1.テトスとはどのような人か
・テトスはパウロの弟子で宣教の協力者であった。使徒行伝にはその名前は出ないが、ガラテヤ書ではパウロやバルナバと共にエルサレム使徒会議に参加している。パウロはギリシア人であるテトスが、割礼を受けずにキリスト教徒として受け入れられたと報告する。
-ガラテヤ2:1-3「その後十四年たってから、私はバルナバと一緒にエルサレムに再び上りました。その際、テトスも連れて行きました。エルサレムに上ったのは、啓示によるものでした。私は、自分が異邦人に宣べ伝えている福音について、人々に、とりわけ、主だった人たちには個人的に話して、自分は無駄に走っているのではないか、あるいは走ったのではないかと意見を求めました。しかし、私と同行したテトスでさえ、ギリシア人であったのに、割礼を受けることを強制されませんでした」。
・パウロはテトスを高く評価し、「仲間」「協力者」と呼び、その熱心さを賞賛している。
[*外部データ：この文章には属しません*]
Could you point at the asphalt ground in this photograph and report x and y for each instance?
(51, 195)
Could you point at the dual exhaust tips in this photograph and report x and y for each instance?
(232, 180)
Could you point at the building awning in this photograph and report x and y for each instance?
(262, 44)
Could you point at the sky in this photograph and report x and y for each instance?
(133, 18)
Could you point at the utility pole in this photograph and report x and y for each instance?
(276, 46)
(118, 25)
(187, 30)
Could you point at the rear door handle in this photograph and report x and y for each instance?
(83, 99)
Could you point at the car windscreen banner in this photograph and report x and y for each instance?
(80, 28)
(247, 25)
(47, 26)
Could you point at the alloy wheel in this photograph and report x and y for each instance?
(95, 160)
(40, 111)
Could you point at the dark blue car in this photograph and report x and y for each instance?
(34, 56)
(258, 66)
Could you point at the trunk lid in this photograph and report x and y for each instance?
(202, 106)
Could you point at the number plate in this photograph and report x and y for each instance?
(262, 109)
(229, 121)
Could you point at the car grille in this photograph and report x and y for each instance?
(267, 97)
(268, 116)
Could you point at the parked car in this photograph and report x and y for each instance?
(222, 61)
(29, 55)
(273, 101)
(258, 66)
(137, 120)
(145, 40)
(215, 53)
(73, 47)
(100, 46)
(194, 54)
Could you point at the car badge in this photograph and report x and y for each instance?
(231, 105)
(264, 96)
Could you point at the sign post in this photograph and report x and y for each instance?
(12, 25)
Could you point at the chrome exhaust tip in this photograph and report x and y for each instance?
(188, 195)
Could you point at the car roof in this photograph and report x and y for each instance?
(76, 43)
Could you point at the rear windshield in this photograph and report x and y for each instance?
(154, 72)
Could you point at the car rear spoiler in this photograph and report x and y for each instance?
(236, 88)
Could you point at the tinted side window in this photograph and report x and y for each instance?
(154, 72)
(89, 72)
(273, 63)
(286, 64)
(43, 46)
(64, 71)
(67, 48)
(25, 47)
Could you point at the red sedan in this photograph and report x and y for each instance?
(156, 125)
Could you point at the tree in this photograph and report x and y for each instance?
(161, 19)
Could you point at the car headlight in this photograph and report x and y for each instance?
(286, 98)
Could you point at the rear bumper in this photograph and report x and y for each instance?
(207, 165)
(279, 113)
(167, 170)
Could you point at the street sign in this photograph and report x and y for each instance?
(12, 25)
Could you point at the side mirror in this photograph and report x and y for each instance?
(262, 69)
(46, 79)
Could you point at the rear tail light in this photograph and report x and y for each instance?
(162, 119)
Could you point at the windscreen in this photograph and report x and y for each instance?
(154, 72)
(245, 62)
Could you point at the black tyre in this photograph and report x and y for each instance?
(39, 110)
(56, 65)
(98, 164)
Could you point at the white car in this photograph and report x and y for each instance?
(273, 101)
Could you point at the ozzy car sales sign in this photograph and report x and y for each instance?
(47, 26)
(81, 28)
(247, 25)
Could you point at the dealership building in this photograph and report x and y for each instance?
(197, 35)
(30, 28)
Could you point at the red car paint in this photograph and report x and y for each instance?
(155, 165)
第二コリント書では、テトスはエルサレム教会のための募金をコリントで行い、またパウロの手紙をコリントへ届けるために派遣されている。
-第二コリント8:23「テトスについて言えば、彼は私の同志であり、あなたがたのために協力する者です。これらの兄弟について言えば、彼らは諸教会の使者であり、キリストの栄光となっています」。
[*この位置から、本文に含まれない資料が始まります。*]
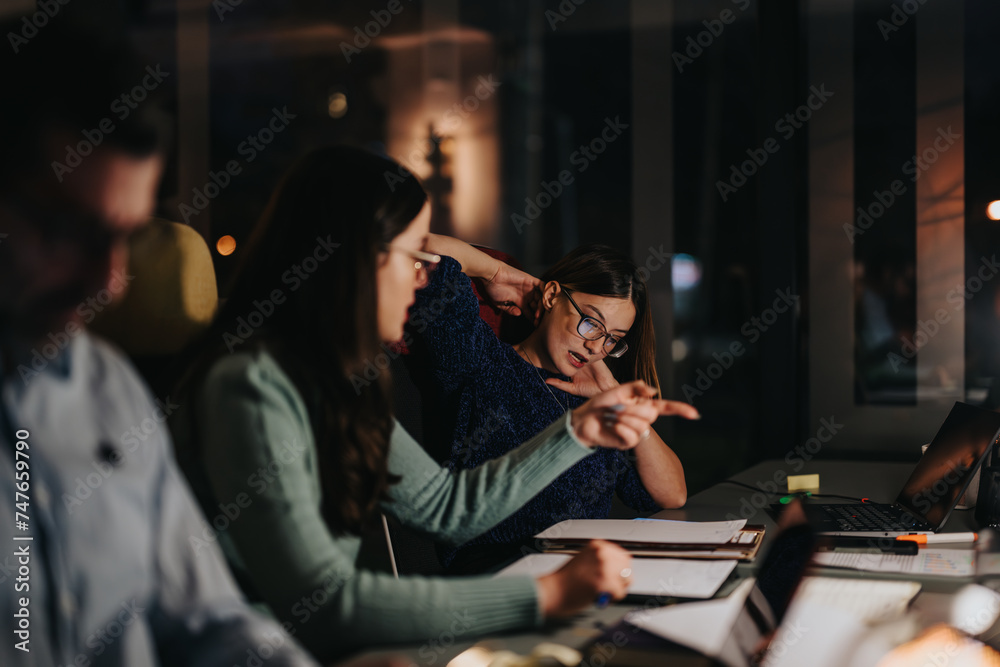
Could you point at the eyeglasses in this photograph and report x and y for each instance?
(591, 329)
(424, 262)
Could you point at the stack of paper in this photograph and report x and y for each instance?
(929, 562)
(650, 576)
(659, 538)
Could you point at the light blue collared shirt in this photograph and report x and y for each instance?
(106, 574)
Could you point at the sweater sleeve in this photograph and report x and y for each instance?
(445, 322)
(260, 457)
(455, 507)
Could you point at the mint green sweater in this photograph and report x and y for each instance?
(259, 458)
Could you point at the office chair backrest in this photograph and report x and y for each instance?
(172, 297)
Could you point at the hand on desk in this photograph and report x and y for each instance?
(576, 585)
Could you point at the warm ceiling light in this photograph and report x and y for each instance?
(993, 210)
(226, 245)
(337, 105)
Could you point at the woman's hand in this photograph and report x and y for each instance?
(589, 381)
(601, 567)
(515, 292)
(621, 418)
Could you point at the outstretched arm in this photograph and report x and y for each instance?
(659, 468)
(511, 290)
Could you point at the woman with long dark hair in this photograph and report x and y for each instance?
(594, 328)
(292, 457)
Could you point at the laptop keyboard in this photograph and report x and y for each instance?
(871, 517)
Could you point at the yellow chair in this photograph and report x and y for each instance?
(172, 297)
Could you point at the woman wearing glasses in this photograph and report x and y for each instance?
(490, 396)
(293, 454)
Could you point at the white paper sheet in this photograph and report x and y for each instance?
(928, 562)
(871, 601)
(703, 626)
(673, 577)
(664, 532)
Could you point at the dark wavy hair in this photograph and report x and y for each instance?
(603, 271)
(327, 329)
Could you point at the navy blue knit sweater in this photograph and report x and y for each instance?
(487, 400)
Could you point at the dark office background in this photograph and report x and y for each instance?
(703, 87)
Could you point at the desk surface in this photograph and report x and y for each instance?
(878, 481)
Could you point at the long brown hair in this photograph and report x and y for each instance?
(327, 329)
(603, 271)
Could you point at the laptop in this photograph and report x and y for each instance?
(934, 488)
(732, 631)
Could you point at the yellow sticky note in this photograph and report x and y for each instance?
(803, 483)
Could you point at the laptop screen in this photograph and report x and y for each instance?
(945, 470)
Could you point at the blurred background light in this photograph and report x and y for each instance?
(226, 245)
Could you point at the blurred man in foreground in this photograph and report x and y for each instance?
(96, 565)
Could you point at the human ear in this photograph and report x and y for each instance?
(549, 293)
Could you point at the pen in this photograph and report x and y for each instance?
(934, 538)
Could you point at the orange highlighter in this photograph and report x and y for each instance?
(935, 538)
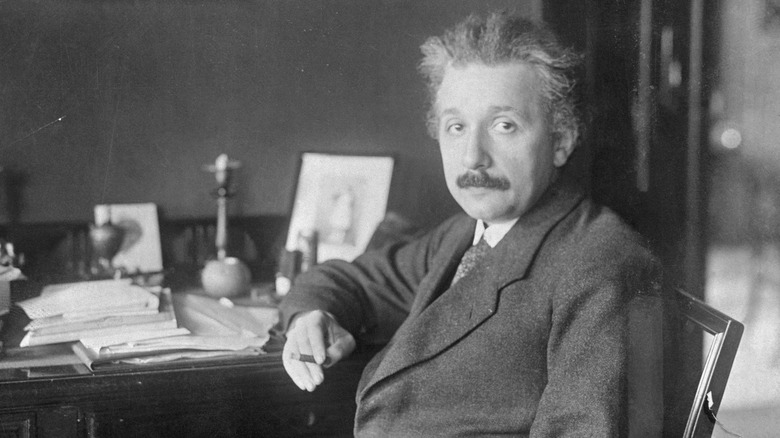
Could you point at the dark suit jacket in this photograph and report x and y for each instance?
(532, 343)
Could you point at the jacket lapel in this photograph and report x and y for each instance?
(438, 321)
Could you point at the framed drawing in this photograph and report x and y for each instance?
(140, 251)
(341, 197)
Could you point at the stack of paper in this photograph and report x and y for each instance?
(210, 328)
(69, 312)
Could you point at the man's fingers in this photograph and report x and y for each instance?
(306, 376)
(316, 339)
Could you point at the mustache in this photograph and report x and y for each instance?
(482, 179)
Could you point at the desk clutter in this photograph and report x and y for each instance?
(110, 323)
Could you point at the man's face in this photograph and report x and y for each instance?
(497, 146)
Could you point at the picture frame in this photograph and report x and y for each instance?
(141, 250)
(343, 197)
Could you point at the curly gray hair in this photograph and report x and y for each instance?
(500, 39)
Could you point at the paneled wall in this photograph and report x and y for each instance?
(125, 101)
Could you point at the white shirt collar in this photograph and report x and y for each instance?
(493, 233)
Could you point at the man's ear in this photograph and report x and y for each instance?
(564, 145)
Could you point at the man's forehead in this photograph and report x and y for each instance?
(512, 87)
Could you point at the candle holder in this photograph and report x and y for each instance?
(224, 276)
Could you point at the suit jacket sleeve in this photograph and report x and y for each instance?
(588, 345)
(371, 296)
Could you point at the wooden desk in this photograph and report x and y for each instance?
(247, 397)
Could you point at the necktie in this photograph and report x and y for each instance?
(470, 259)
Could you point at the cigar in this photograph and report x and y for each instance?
(307, 358)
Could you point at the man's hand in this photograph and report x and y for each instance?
(316, 334)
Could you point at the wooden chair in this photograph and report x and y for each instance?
(727, 333)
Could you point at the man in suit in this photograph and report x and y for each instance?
(512, 317)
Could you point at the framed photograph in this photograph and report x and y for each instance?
(140, 251)
(341, 197)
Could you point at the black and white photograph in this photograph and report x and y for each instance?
(390, 218)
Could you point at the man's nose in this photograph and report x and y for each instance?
(475, 151)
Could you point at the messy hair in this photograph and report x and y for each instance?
(501, 39)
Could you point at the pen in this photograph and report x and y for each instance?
(307, 358)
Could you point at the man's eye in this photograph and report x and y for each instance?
(454, 128)
(505, 127)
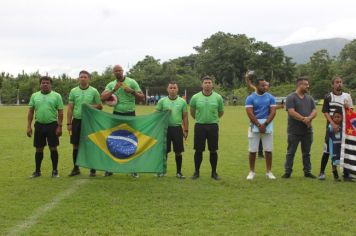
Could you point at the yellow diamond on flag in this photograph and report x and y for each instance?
(122, 143)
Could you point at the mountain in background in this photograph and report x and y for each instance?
(301, 52)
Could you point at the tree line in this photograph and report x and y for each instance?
(225, 56)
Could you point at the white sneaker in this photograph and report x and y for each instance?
(269, 175)
(251, 175)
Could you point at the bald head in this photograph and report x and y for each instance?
(118, 72)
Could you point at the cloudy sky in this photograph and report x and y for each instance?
(67, 36)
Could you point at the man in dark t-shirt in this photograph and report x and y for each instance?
(301, 112)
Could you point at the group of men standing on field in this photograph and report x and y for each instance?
(206, 107)
(47, 106)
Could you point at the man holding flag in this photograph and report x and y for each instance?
(178, 117)
(82, 94)
(206, 107)
(127, 91)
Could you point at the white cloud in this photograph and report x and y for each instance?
(67, 36)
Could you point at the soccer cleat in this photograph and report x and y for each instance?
(348, 179)
(55, 174)
(74, 172)
(35, 174)
(269, 175)
(195, 175)
(337, 179)
(158, 175)
(286, 176)
(250, 175)
(322, 176)
(107, 173)
(135, 175)
(215, 176)
(180, 176)
(309, 175)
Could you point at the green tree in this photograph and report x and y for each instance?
(320, 73)
(225, 56)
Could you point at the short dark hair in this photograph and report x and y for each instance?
(85, 72)
(338, 110)
(302, 78)
(46, 78)
(335, 78)
(207, 77)
(257, 81)
(172, 82)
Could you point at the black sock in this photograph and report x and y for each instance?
(346, 173)
(54, 157)
(75, 155)
(336, 175)
(213, 161)
(324, 162)
(38, 160)
(198, 158)
(179, 163)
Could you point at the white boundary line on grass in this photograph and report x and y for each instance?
(39, 212)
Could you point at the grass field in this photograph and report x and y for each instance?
(120, 205)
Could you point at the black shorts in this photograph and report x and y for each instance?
(175, 136)
(131, 113)
(76, 127)
(326, 147)
(45, 133)
(203, 132)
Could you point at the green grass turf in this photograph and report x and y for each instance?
(120, 205)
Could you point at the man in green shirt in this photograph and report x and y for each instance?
(82, 94)
(127, 91)
(47, 106)
(178, 117)
(206, 107)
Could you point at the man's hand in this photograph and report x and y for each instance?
(262, 129)
(127, 89)
(185, 134)
(29, 131)
(69, 128)
(335, 127)
(117, 85)
(307, 121)
(59, 131)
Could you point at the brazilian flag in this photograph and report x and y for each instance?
(123, 144)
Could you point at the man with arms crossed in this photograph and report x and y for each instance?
(127, 91)
(261, 109)
(47, 106)
(82, 94)
(301, 112)
(206, 107)
(178, 117)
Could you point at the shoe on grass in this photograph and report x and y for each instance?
(251, 175)
(270, 175)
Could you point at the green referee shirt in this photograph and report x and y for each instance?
(207, 108)
(177, 107)
(46, 106)
(78, 96)
(126, 101)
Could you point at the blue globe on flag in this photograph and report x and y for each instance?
(122, 144)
・伝承によればテトスはパウロによってクレタ島の司教に任じられ、1世紀始めにクレタ島で生涯を終えたという。彼の名を冠した「テトスへの手紙」はパウロがクレタ島のテトスにあてた手紙であるとされるが、実際はパウロの弟子たちにより書かれたものと思われる。主要テーマは「教会生活の秩序に関する」事柄と、「異端教師との戦い」である。
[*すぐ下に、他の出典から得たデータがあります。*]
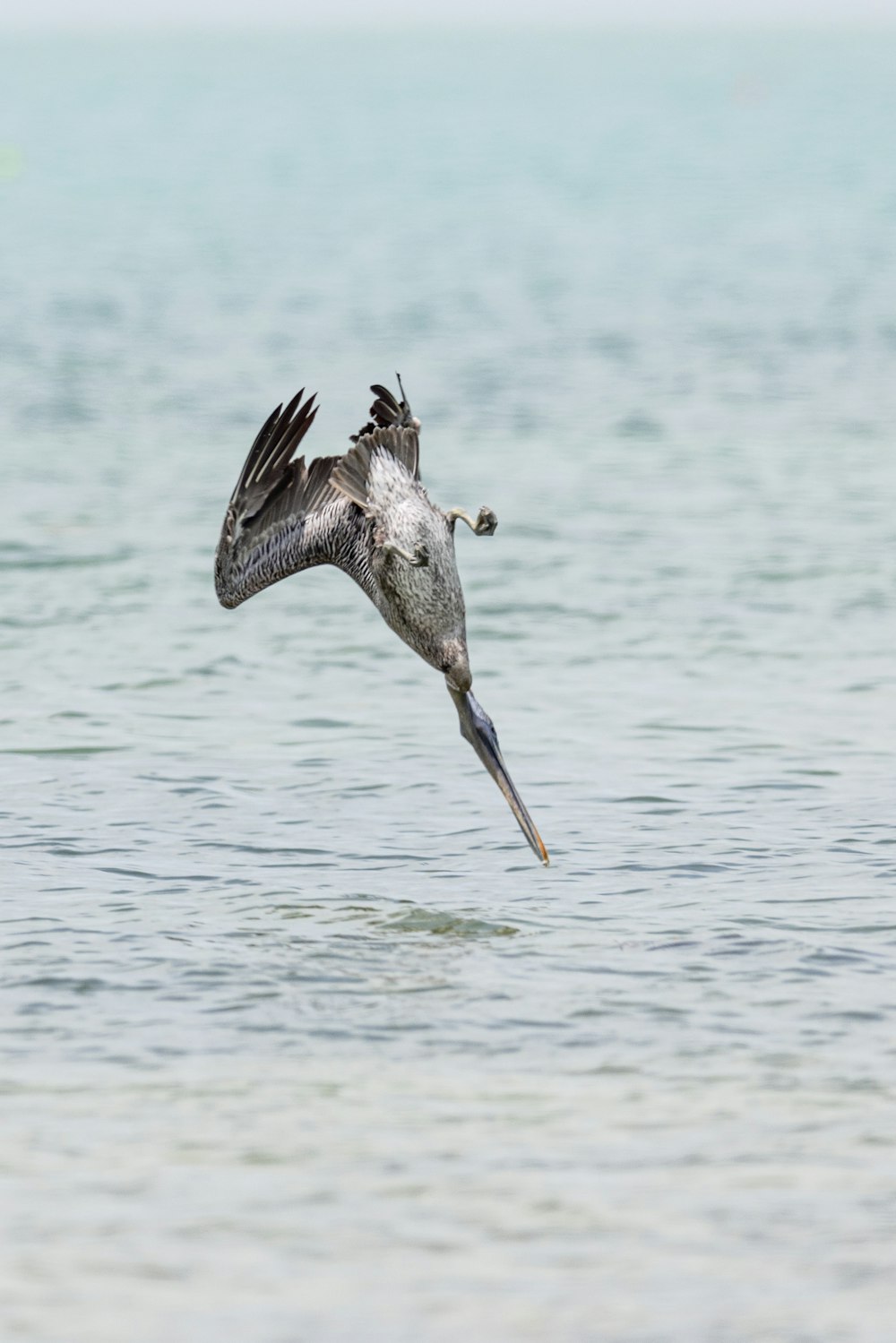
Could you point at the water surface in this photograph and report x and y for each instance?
(297, 1039)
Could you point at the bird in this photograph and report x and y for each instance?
(367, 512)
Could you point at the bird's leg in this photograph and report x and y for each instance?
(484, 525)
(418, 559)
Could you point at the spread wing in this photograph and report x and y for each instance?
(284, 516)
(392, 425)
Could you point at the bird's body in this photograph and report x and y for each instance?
(367, 513)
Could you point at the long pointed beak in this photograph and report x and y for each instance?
(479, 732)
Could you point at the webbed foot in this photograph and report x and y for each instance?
(418, 559)
(485, 521)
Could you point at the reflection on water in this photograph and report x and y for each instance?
(297, 1038)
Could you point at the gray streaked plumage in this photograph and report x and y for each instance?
(367, 513)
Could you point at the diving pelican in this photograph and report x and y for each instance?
(367, 513)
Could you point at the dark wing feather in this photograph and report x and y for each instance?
(284, 514)
(387, 412)
(351, 471)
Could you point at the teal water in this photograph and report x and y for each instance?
(297, 1042)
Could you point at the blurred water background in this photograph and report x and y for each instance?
(298, 1042)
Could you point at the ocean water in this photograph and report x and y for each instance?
(297, 1041)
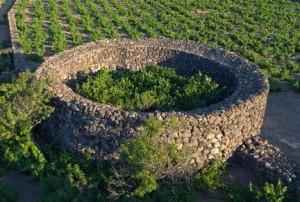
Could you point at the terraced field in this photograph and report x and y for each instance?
(266, 32)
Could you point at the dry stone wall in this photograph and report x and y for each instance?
(84, 126)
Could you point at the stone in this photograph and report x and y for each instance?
(214, 130)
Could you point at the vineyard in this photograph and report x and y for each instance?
(266, 32)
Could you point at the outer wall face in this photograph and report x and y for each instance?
(82, 125)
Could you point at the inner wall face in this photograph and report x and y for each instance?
(139, 57)
(83, 126)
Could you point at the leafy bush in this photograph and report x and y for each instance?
(23, 104)
(270, 192)
(296, 84)
(145, 160)
(5, 61)
(155, 87)
(6, 193)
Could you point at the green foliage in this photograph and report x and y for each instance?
(5, 61)
(23, 104)
(6, 193)
(296, 84)
(248, 27)
(211, 176)
(270, 192)
(146, 159)
(154, 88)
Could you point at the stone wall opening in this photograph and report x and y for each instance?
(85, 126)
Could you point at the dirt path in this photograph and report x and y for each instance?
(282, 123)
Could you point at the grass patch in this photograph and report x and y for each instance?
(154, 88)
(7, 194)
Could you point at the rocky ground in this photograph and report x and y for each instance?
(281, 128)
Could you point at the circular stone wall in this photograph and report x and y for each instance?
(85, 126)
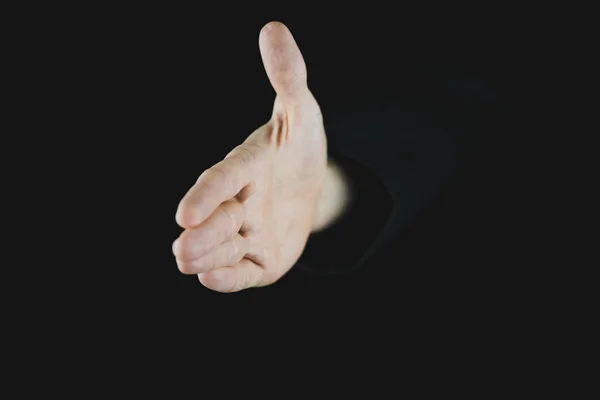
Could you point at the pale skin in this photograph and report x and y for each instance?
(247, 218)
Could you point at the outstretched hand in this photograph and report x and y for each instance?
(248, 217)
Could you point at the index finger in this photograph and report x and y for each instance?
(217, 184)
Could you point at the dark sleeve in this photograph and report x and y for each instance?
(398, 158)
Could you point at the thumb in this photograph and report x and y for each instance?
(282, 60)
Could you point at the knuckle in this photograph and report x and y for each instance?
(229, 216)
(184, 268)
(216, 175)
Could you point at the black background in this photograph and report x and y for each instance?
(159, 95)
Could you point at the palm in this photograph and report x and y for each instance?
(248, 217)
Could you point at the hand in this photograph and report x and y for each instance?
(248, 217)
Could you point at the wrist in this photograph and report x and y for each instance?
(334, 197)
-テトス1:1-5「神の僕、イエス・キリストの使徒パウロから・・・信仰を共にするまことの子テトスへ。父である神と私たちの救い主キリスト・イエスからの恵みと平和とがあるように。あなたをクレタに残してきたのは、私が指示しておいたように、残っている仕事を整理し、町ごとに長老たちを立ててもらうためです」。
・パウロはクレタでテトスと共に伝道し、教会が立てられた。しかし、組織は未整備であり、信頼できる指導者(長老、監督)を選ぶ必要があった。その長老の選定基準をパウロの後継者は書く。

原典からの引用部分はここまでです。